MIT 6.828: JOS Lab

Lab 1

Part 2: The Bootloader

Exercise 3:

Take a look at the lab tools guide, especially the section on GDB commands. Even if you're familiar with GDB, this includes some esoteric GDB commands that are useful for OS work.

Set a breakpoint at address 0x7c00, which is where the boot sector will be loaded. Continue execution until that breakpoint. Trace through the code in boot/boot.S, using the source code and the disassembly file obj/boot/boot.asm to keep track of where you are. Also use the x/i command in GDB to disassemble sequences of instructions in the boot loader, and compare the original boot loader source code with both the disassembly in obj/boot/boot.asmand GDB.

Trace into bootmain() in boot/main.c, and then into readsect().

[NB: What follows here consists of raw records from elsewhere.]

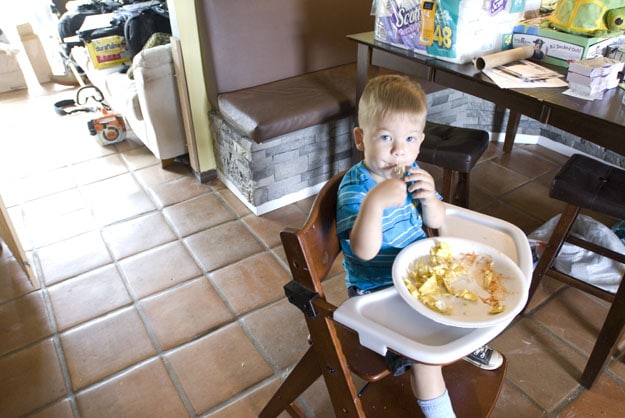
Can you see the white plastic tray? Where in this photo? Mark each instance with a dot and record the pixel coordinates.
(384, 321)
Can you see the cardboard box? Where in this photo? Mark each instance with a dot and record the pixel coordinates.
(108, 51)
(559, 48)
(454, 30)
(11, 76)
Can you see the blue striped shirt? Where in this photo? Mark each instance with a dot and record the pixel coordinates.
(401, 225)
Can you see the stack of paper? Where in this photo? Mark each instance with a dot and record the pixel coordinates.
(593, 76)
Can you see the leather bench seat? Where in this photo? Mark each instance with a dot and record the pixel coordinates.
(274, 109)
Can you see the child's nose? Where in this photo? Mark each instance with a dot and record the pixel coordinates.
(398, 149)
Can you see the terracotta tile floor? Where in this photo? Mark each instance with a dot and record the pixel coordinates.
(163, 297)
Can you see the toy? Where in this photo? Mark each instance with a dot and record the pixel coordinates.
(589, 17)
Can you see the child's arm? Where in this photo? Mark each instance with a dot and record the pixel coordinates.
(424, 189)
(366, 235)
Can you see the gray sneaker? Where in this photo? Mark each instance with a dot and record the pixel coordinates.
(485, 358)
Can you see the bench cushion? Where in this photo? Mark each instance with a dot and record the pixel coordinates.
(273, 109)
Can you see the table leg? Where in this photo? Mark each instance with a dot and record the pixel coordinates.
(513, 124)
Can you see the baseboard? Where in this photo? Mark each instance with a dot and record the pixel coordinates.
(518, 139)
(206, 176)
(273, 204)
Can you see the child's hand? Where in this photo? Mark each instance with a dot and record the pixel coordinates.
(421, 185)
(389, 193)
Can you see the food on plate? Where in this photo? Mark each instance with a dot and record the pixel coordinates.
(443, 279)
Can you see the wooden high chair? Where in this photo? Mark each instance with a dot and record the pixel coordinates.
(335, 351)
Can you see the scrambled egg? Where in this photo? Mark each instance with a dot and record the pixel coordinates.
(435, 282)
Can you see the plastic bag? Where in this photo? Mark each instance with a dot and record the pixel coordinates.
(580, 263)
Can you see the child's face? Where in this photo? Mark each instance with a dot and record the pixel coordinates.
(392, 142)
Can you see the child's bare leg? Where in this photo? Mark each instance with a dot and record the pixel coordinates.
(428, 386)
(427, 381)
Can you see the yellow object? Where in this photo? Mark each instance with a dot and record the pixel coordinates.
(108, 51)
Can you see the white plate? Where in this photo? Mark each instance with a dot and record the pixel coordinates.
(464, 314)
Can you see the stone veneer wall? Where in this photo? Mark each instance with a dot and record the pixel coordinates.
(459, 109)
(284, 169)
(294, 166)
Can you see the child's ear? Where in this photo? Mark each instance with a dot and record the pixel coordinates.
(359, 138)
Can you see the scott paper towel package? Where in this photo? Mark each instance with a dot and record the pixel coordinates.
(452, 30)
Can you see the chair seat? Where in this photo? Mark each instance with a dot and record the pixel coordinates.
(455, 148)
(591, 184)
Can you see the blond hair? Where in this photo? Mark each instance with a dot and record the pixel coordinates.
(391, 94)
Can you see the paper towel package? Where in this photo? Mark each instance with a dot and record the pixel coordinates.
(452, 30)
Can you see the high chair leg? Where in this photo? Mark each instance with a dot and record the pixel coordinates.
(610, 333)
(301, 377)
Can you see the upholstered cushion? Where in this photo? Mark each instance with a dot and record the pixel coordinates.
(591, 184)
(452, 147)
(270, 110)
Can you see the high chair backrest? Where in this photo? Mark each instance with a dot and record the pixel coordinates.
(312, 250)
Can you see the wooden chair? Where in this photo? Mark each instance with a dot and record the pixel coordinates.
(335, 351)
(586, 183)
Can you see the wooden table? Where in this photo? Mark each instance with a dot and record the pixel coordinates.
(601, 121)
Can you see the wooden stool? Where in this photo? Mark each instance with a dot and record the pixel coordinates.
(457, 150)
(585, 183)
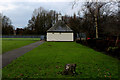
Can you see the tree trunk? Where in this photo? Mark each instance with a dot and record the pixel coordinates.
(116, 42)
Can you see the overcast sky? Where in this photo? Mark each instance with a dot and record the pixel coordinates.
(20, 11)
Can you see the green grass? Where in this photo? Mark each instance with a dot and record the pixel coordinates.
(13, 43)
(48, 60)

Identify the exact assembly instructions that correspond to each of the statements in readsect(). Trace through the rest of readsect() and back out into bootmain(), and identify the begin and end of the for loop that reads the remaining sectors of the kernel from the disk. Find out what code will run when the loop is finished, set a breakpoint there, and continue to that breakpoint. Then step through the remainder of the boot loader.

Be able to answer the following questions:

At what point does the processor start executing 32-bit code? What exactly causes the switch from 16- to 32-bit mode?

What is the last instruction of the boot loader executed, and what is the first instruction of the kernel it just loaded?

Where is the first instruction of the kernel?

How does the boot loader decide how many sectors it must read in order to fetch the entire kernel from disk? Where does it find this information?

Switching to 32-bit protected mode requires two prerequisites: (1) global descriptor table needs to be loaded so that it is possible to switch to a code segment that supports 32 bits and (2) the first bit of the CR0 register needs to be enabled.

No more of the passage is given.